What do artists see in photographs? How do they translate a photographic image into an artistic image, and can the process of translation reveal something about human perception? These questions are quite difficult to answer because there are relatively few examples of artworks which can be paired directly with closely corresponding photographic images.
In a recent research paper I examined 31 such pairs created by well-known artists, using a mathematical technique called Fourier analysis to study the range of details present in the photographs and artworks, from the coarsest detail to the finest. Results revealed that there are consistent differences between the photographic and artistic versions of each scene. Although the artists transferred much of the detail in the photographs to their work, my analysis showed that the range of detail present in each artwork is narrower than that present in the corresponding photograph.

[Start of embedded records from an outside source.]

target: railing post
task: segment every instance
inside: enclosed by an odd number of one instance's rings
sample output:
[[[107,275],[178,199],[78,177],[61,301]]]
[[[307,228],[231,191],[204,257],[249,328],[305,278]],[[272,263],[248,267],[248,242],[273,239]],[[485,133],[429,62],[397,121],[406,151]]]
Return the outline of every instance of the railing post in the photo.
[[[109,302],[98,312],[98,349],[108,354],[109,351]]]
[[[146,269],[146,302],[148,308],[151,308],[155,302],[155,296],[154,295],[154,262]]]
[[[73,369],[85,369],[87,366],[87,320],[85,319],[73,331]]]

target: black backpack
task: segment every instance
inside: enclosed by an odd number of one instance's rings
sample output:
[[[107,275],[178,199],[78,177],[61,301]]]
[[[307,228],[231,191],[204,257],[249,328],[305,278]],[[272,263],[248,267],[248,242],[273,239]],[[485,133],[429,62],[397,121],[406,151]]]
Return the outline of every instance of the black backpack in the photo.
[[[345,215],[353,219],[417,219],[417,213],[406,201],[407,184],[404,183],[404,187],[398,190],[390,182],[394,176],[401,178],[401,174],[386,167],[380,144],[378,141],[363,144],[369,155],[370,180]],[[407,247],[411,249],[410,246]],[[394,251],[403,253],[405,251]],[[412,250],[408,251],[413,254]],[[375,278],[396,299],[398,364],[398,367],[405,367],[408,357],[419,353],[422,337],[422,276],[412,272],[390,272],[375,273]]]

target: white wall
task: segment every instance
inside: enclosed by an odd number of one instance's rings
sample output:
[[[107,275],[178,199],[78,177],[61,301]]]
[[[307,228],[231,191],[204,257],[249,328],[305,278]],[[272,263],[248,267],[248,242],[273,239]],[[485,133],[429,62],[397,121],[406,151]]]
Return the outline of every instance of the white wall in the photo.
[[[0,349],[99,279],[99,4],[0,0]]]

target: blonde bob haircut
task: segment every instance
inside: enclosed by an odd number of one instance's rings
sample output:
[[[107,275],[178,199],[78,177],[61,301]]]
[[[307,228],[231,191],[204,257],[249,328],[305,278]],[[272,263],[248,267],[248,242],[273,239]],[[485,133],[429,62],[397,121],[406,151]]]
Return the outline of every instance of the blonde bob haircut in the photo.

The paper explored possible explanations for the differences between photographs and artworks. Research in computer vision shows that edge-finding is a crucial first step in making sense of visual images. Perceptual experiments also indicate that the human visual system searches for the edges and contours which define the boundaries of surfaces and objects in images . So it may be the case that artists augment the natural edge-finding process by omitting fine-scale details which are considered less important, but preserving details which define the edges of surfaces and objects. ‘Artistic filters’ available in applications such as Photoshop apply just this kind of manipulation to photographic images.
As a test, two such filters were applied to the photographs studied in the research, and Fourier analysis was applied to the filtered images. Results showed that the filters changed image content in a way which is similar to the changes measured in the artworks. The images on the right show a photograph of an outdoor scene, with two versions of it created by artistic filters, which demonstrates the effect of the filtering.
The filters produce aesthetically pleasing ‘artistic’ effects, perhaps because they smooth out details while preserving the important edge structure of the image in the same general way as artists.
Of course, image filters take no account of composition, meaning, tonal and chromatic balance and so on, all of which contribute to aesthetic effects and depend on the skill and judgement of the artist. So it cannot seriously be claimed that artistic filters can replace artists. But some the filters may capture at least a small part of the artistic process.